[DEAUVILLE] "Things People Do" : un thriller familial et éthique mollasson

Par @Culturebox Journaliste, responsable de la rubrique Cinéma de Culturebox
Mis à jour le 08/09/2014 à 10H42, publié le 08/09/2014 à 00H05
Jason isaac et Wes Bentley dans "Things People Do" de Saar Klein

Jason isaac et Wes Bentley dans "Things People Do" de Saar Klein

© DR

Saar Klein signe son premier film après avoir été monteur, notamment de Terrence Malick sur "La Ligne rouge","Le Nouveau monde", et sur "La Mémoire dans la peau" de Doug Liman. Il signe ici un thriller, en compétition, avec Wes Bentley, également à l'affiche de "The Better Angels" à Deauville et bientôt à celle d'"interstellar" de Christopher Nolan. "Things People Do" : peut mieux faire.

La note Culturebox
2 / 5                  ★★☆☆☆

De Sear Klein (Etats-Unis), avec :  Wes Bentley, Haley Bennett, Jason Isaacs, Vinessa Shaw - 1h50

Synopsis : Bill, un père de famille dévoué, perd son travail du jour au lendemain. Il n'a alors pas d'autre choix que celui d'entrer, presque à son insu, dans l'illégalité. Quand il se lie d'amitié avec un inspecteur de police, c'est la double vie qui est désormais la sienne qui risque à terme d'être révélée…
"Things People Do" : la bande-annonce

Middle class
Le thème familial, récurrent dans la littérature et le cinéma américain tient une bonne place cette année à Deauville. "Things People do" n’est pas des moindres, avec l’histoire de ce bon père de famille en rupture de banc, qui verse dans la délinquance en cachette de ses proches et d’un inspecteur dont il s’est fait un ami. Cette double vie n’est pas sans rappeler l’affaire Roman qui défraya la chronique en France, deux fois adaptée au cinéma, où un chef de famille fit croire à son entourage pendant des années qu’il était médecin à l’OMS, en fait au chômage, tout en montant des escroqueries pour faire vivre les siens.

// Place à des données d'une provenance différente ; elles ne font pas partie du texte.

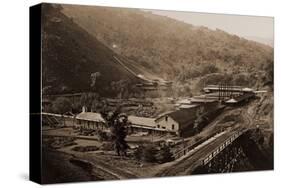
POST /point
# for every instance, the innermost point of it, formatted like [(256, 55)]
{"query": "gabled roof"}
[(142, 121), (90, 116)]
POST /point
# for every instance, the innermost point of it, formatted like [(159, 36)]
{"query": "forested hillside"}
[(71, 55), (173, 49)]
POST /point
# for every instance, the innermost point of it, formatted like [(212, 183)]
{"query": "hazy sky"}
[(244, 26)]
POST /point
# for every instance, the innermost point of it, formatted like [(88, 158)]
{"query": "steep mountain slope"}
[(169, 47), (70, 55)]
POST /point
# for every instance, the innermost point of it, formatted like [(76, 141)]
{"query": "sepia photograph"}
[(132, 93)]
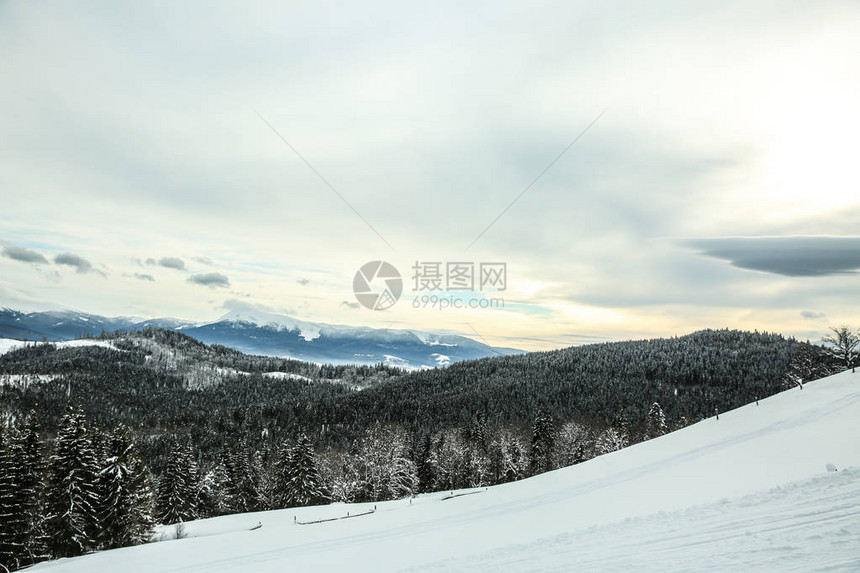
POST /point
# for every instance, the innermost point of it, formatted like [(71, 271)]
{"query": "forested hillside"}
[(205, 430)]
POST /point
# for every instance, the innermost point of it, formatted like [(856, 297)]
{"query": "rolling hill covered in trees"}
[(178, 430)]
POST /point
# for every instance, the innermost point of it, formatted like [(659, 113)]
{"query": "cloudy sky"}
[(147, 166)]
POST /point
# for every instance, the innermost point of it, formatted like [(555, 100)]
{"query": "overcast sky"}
[(719, 187)]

Cette chronique d’un mensonge (mal) assumé tire ici sur une ligne plus en phase avec la tradition du cinéma américain, féru en braquages et autres armes à feu. Le thème social est toutefois aux premières loges, où cet enquêteur en assurance, remercié du jour au lendemain, est incapable de payer les traites de sa maison, avec sa famille à nourrir, et dont on confisque la voiture. Les symboles de la société américaine. Une figure type de la middle class prise dans la tourmente, touchée d’autre part par le scandale des subprimes. Saar Klein tente de rester sur la ligne médiane entre social et action, voire suspense, mais ne convainc pas vraiment.

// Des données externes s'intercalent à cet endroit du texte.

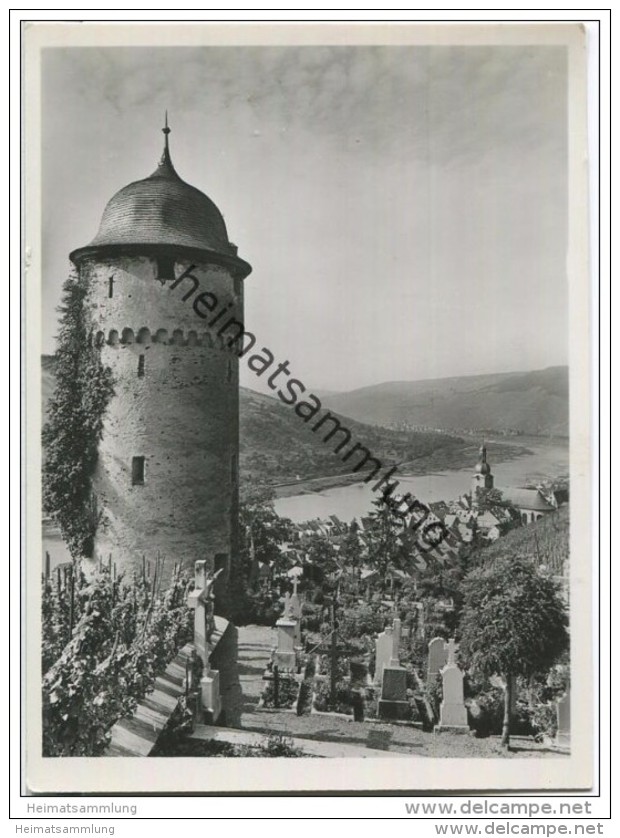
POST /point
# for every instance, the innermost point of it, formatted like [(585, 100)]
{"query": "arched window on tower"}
[(165, 268), (137, 471)]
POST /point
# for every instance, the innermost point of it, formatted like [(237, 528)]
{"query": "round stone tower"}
[(158, 272)]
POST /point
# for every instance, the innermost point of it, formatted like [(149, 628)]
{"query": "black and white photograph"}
[(308, 365)]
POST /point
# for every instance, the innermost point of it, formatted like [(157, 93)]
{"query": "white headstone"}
[(437, 656), (394, 659), (452, 713), (384, 645), (285, 651)]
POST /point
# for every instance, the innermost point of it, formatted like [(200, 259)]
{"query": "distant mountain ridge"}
[(533, 402), (277, 446)]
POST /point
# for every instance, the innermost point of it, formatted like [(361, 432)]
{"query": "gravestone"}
[(563, 718), (383, 653), (284, 655), (437, 657), (359, 673), (452, 712), (201, 600), (393, 703), (294, 612)]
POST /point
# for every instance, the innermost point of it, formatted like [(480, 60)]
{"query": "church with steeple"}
[(482, 477)]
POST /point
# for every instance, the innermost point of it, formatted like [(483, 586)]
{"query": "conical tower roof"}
[(163, 210)]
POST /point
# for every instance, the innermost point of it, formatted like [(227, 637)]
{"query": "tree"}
[(514, 622), (74, 427)]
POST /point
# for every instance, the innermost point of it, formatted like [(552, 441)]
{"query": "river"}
[(547, 460)]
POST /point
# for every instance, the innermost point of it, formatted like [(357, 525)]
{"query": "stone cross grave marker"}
[(201, 600)]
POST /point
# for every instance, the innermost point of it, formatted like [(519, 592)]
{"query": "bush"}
[(486, 712), (343, 702), (288, 689), (273, 745), (361, 620), (312, 617), (123, 637)]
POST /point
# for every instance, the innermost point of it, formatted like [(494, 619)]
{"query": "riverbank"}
[(435, 463), (511, 466)]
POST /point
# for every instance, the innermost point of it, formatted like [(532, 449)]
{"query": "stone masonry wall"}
[(176, 404)]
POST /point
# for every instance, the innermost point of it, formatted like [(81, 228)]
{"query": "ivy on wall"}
[(74, 423)]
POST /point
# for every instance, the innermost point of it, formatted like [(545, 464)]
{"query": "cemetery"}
[(389, 659)]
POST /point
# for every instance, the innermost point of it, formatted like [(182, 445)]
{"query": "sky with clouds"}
[(404, 208)]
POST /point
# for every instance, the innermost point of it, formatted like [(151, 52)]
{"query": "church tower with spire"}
[(482, 477), (166, 479)]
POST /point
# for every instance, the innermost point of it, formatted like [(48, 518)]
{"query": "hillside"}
[(276, 446), (526, 402), (546, 541)]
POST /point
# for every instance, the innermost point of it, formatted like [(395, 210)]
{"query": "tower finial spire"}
[(165, 168), (166, 131)]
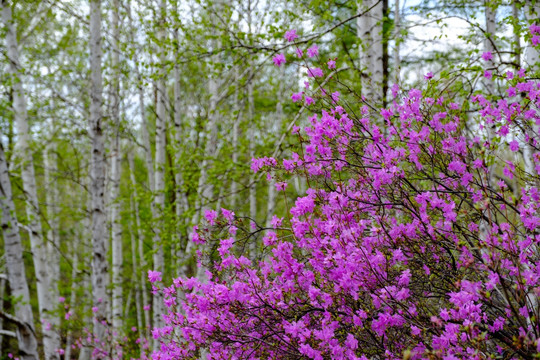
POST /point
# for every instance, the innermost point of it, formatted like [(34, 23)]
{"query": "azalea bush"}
[(417, 238)]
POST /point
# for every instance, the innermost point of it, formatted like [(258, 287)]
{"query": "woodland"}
[(269, 179)]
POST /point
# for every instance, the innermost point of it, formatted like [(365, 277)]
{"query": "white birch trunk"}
[(51, 339), (140, 275), (490, 14), (115, 157), (159, 173), (53, 245), (369, 32), (532, 60), (235, 134), (181, 200), (18, 284), (397, 37), (97, 174)]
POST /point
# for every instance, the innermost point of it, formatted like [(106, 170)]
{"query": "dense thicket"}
[(379, 221)]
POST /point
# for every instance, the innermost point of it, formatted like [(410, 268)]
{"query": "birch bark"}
[(369, 32), (159, 173), (15, 266), (97, 174), (116, 226), (51, 339)]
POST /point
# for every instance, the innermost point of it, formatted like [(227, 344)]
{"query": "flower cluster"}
[(416, 240)]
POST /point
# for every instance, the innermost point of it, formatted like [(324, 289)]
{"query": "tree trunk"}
[(51, 339), (489, 41), (159, 173), (117, 322), (369, 32), (97, 171), (139, 273), (397, 36), (15, 265)]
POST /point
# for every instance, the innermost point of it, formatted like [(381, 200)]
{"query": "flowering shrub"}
[(416, 240)]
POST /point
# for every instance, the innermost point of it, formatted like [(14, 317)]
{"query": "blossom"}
[(331, 64), (154, 276), (313, 51), (279, 59), (291, 35), (296, 96), (315, 72), (210, 216), (514, 145)]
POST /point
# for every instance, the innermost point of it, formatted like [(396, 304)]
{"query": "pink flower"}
[(291, 35), (154, 276), (315, 72), (281, 186), (210, 216), (313, 51), (514, 145), (296, 97), (487, 56), (331, 64), (279, 59)]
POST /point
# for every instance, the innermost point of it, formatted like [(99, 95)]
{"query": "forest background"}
[(123, 121)]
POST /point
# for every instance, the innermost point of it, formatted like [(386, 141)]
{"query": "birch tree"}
[(369, 33), (115, 178), (51, 339), (97, 174), (16, 273)]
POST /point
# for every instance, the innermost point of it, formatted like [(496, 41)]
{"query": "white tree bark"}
[(97, 174), (532, 60), (115, 157), (369, 32), (141, 278), (159, 172), (489, 41), (15, 266), (397, 36), (51, 339)]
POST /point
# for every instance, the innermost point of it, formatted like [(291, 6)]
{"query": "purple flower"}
[(154, 276), (279, 59), (210, 216), (331, 64), (291, 35), (281, 186)]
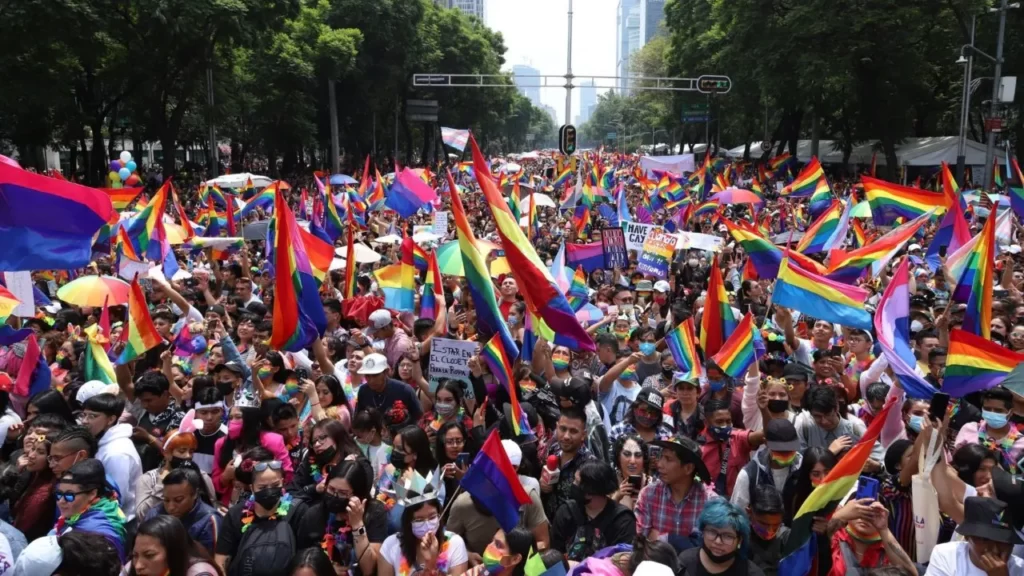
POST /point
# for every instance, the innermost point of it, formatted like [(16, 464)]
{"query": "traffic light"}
[(714, 84), (566, 139)]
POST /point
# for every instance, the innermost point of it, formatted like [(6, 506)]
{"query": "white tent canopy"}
[(239, 180)]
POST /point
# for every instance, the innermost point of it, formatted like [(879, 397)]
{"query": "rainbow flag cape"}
[(298, 314), (820, 297), (718, 320), (974, 287), (848, 266), (682, 342), (807, 180), (737, 353), (821, 236), (890, 201), (799, 553), (538, 288), (976, 364), (398, 281), (139, 332), (481, 289), (121, 197)]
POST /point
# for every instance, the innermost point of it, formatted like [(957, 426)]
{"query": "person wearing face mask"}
[(178, 449), (768, 535), (724, 534), (257, 535), (645, 418), (87, 503), (421, 545), (348, 525), (772, 464), (726, 450), (184, 498), (995, 432), (591, 520)]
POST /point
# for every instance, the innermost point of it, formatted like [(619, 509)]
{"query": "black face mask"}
[(268, 497), (335, 504), (326, 456), (718, 559)]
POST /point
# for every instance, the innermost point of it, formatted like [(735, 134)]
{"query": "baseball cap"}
[(380, 319), (374, 364), (780, 436), (513, 451)]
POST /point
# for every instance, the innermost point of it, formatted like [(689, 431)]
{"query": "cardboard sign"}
[(656, 255), (636, 234), (614, 248), (450, 359)]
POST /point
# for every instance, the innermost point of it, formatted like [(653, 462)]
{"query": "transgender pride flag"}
[(455, 138)]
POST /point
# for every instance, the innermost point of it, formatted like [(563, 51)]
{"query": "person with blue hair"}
[(724, 536)]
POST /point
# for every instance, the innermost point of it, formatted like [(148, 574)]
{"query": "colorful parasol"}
[(94, 290)]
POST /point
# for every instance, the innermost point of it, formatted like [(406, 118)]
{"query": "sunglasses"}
[(67, 496)]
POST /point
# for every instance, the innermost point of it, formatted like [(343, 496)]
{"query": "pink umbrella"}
[(736, 196)]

Wes Bentley dans "Things People Do" de Saar Klein

Wes Bentley dans "Things People Do" de Saar Klein

© DR

Un message mal cadré
Une grande partie de cet échec repose sur un rythme narratif mal organisé, bien trop lent pour susciter l’attention sur 1h50. Un comble pour un cinéaste dont la formation première est le montage, et pas sur les moindres films. Deuxio, son personnage, interprété par un Wes Bentley au visage étrange, n’inspire aucunement confiance, et n’entraîne pas l’empathie du spectateur, alors qu’il ne cesse de clamer son honnêteté, même dans ses agressions. Cette ambigüité est le plus intéressant du film. Ce dernier met en avant les contradictions entre les aspirations et les agissements corolaires à des contraintes insurmontables. D’où le titre "What People Do", "Ce que font les gens". A partir d’un cas particulier, le film veut l’élargir à une condition humaine, immanquablement corrompue. Bill (Wes Bentley) encadre son fils dans une éducation rigoriste, qu’il est le premier à enfreindre. Son ami inspecteur, gardien de la loi, couvre ses actes délictueux, au détriment d’un innocent, l’épouse, institutrice, gardienne de l’éthique familiale, pousse son mari à ne pas se dénoncer une fois ses délits découverts…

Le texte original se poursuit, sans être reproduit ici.